Пока он хлопотал об этом, г-жа д,Обан ходила иногда с дочерью прогуливаться в Тюльери, не боясь более быть кем-нибудь узнанною; но однажды случилось, что когда она там разговаривала. с дочерью по-немецки, граф, впоследствии маршал, Саксонский, сидевши сзади их, услышав родной язык, подошёл к ним: г-жа д,Обан взглянула на него – и тот отшатнулся назад, от удивления и ужаса. Принцесса Шарлотта была не в силах скрыть своего смущения; но граф обратился к ней с таким рыцарским чистосердечием, полным приветливости и прямоты, что она не могла, умолчать перед ним об участии в ея приключении тётки его, при чём потребовала соблюдения глубочайшей тайны.
Граф обещал хранить тайну, но просил разрешения открыть её лишь одному королю, чьё великодушие и скромность общеизвестны, на что г-жа д,Обан согласилась, поставив графу условием: разсказать всё королю не прежде, как три месяца спустя. Она позволила графу посещать её иногда, только без провожатых и по ночам, во избежание всяких наблюдений со стороны хозяев квартиры и соседей.
Накануне
Вот что у нас, в Париже, объявлялось во всеобщее сведение, не возбудив никаких протестов или обличений, ни со стороны местных властей, ни от кого-либо извне. Естественно было думать, что если весь этот разсказ ничто иное, как басня, то неминуемо вызвал бы опровержение начальника полиции, или, по крайней мере, маршала Ришелье; но последний, на все вопросы, отделывался тем, что отвечал, с разсеянным видом: «А! мадам д,Обан!.. Не знаю наверно… Не умею вам сказать…».
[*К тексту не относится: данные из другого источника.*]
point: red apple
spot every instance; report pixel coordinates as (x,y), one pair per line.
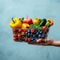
(20,30)
(39,40)
(27,20)
(15,35)
(15,39)
(14,30)
(19,36)
(32,30)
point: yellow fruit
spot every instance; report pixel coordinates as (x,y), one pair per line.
(15,23)
(36,21)
(25,25)
(50,21)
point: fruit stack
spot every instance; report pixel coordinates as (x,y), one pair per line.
(30,30)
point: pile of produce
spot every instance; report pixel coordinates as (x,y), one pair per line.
(30,30)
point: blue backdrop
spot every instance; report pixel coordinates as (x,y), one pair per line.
(10,50)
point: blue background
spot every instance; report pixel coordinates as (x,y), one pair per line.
(10,50)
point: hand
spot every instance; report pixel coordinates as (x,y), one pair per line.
(46,42)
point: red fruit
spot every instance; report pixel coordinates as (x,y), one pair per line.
(40,40)
(15,35)
(45,29)
(27,20)
(14,30)
(20,30)
(26,39)
(29,39)
(19,36)
(15,39)
(32,30)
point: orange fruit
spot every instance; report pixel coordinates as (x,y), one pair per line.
(25,25)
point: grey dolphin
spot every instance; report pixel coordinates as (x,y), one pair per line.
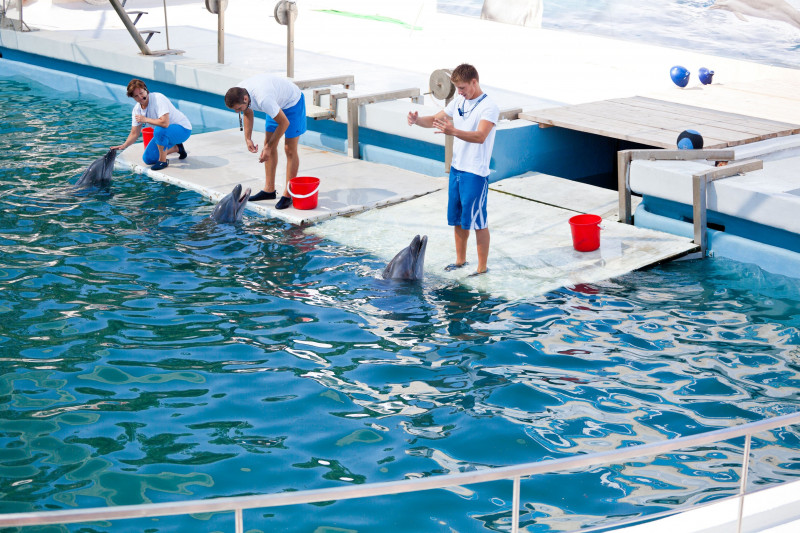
(231,208)
(99,172)
(409,262)
(779,10)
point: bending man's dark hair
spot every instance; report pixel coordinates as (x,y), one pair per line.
(136,84)
(464,73)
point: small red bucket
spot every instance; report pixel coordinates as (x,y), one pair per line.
(147,136)
(303,191)
(585,232)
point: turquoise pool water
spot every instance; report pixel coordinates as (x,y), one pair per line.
(150,356)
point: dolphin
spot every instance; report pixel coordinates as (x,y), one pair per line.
(409,261)
(99,172)
(231,208)
(779,10)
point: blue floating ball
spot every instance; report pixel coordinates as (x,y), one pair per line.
(705,75)
(680,75)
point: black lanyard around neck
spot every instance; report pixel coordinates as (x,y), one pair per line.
(249,101)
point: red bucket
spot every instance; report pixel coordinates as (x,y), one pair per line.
(147,136)
(585,232)
(303,191)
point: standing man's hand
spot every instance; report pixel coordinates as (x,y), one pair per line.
(264,157)
(443,125)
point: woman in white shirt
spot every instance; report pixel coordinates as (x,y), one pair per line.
(171,128)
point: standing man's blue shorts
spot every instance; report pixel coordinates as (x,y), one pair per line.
(466,201)
(297,119)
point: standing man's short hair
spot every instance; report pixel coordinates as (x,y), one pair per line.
(464,73)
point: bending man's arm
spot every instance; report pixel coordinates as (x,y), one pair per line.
(248,130)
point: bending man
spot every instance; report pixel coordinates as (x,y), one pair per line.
(285,108)
(171,128)
(474,116)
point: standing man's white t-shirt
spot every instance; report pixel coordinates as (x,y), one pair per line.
(473,157)
(269,94)
(159,105)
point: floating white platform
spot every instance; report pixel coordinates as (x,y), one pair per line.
(219,160)
(531,249)
(770,196)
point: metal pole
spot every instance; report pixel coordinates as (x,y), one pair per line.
(220,34)
(743,488)
(515,508)
(131,28)
(166,27)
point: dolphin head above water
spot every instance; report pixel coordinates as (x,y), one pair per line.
(409,262)
(231,208)
(99,172)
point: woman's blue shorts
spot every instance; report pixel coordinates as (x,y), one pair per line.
(466,200)
(297,119)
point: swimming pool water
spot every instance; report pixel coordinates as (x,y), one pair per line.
(148,355)
(681,24)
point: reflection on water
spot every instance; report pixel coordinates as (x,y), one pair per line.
(148,357)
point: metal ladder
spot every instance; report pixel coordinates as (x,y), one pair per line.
(141,42)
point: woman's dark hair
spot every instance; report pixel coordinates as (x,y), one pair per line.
(136,84)
(234,96)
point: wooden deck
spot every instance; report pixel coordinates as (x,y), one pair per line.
(657,123)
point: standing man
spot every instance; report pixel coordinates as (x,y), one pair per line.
(285,108)
(474,116)
(171,128)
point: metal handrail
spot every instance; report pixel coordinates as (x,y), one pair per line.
(237,504)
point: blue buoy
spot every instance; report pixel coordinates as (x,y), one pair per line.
(680,75)
(705,75)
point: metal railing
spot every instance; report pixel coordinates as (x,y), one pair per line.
(513,473)
(700,180)
(137,35)
(6,21)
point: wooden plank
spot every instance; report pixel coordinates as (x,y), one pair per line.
(655,122)
(667,121)
(605,128)
(727,121)
(713,114)
(642,133)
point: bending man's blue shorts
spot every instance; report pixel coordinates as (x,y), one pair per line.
(297,119)
(166,137)
(466,200)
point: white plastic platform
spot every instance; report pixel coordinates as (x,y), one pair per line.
(770,196)
(531,249)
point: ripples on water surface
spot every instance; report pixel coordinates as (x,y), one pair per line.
(148,356)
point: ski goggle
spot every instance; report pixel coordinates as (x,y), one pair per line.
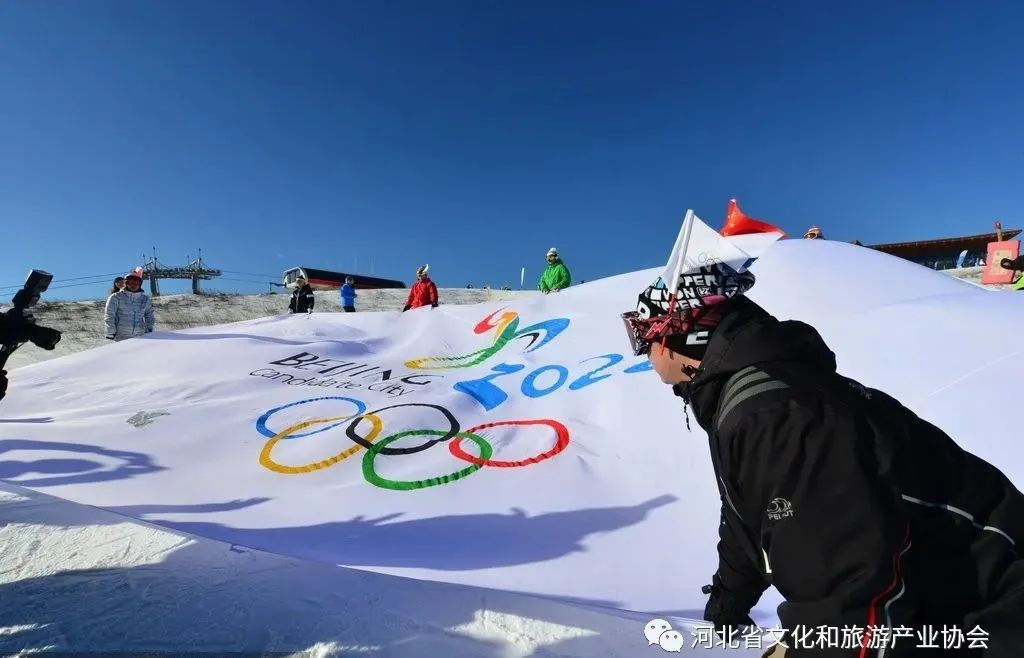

Маркиза Креки де. [Мемуары. Фрагмент] / Пер., излож. Д.Д. Рябинина / Русская старина, 1874. – Т. 11. – № 10. – С. 360-366
Историею мнимой принцессы Шарлотты были заинтересованы в Европе даже и люди передовые, как например, Вольтер и его приятели. Это видно из следующих мест его переписки: 1) Из письма к И. И. Шувалову (по поводу составляемой Вольтером «Истории Петра Великаго») от 21-го сентября (н. с.) 1760 г.. из Фернея: «Не могу удержаться, чтобы не сообщить вам о дошедших до меня анекдотах, весьма странных и замысловато-романических. Говорят что принцесса, супруга цесаревича, не умерла в России; что она успела выдать себя за умершую, тогда как вместо нея похоронили чурбан (une buche), положенный в гроб; что всё это невероятное дело вела и устроила графиня Кёнигсмарк; что принцесса спаслась с одним из слуг графини, принявшим на себя роль отца Шарлотты; что таким образом они доехали до Парижа, а потом отплыли в Америку, где один французский офицер, по имени д,Обан, бывший прежде в Петербурге, узнал принцессу и женился на ней; что, возвратившись из Америки, она была узнана также и маршалом Саксонским, который счёл себя обязанным открыть эту странную тайну королю французскому; что король, несмотря на войну свою с королевой Венгерской, писал ей собственноручно о необыкновенной судьбе племянницы ея; что Венгерская королева, после того, писала к принцессе, прося её разлучиться с мужем, который ей неровня, и прибыть в Вену; но что принцесса, тогда уехала уже опять в Америку, где и оставалась до 1757 года, – до времени смерти своего мужа, – и что, наконец, теперь она находится в Брюсселе, где живёт уединённо, довольствуясь пенсиею в 20 000 немец. флоринов, выдаваемых ей от королевы Венгерской. С чего, однакож, могла бы взяться решимость на выдумку стольких событий и подробностей? Не могло ли быть, что какая-нибудь авантюристка назвалась именем принцессы, жены цесаревича? Я намерен писать в Версаль, чтобы узнать, какое основание, имеет эта история, неправдоподобиая во всех частях».
2) Из письма к мадам де-Фонтен (m-me de-Fontaine), от 29-го сентября 1760 года: «....История русской принцессы позанимательнее (plus amusante) истории ея свёкра; я просто буду в отчаянии, если из всего этого выйдет только роман, потому что я нежно заинтересован г-жею д,Обан. Как вы, – в качестве юрисконсульта, – полагаете: имеет ли право эта принцесса, умершая в Петербурге и живущая в Брюсселе, вновь принять своё прежнее имя? Объявляю вам, что я стою за утвердительное разрешение вопроса…».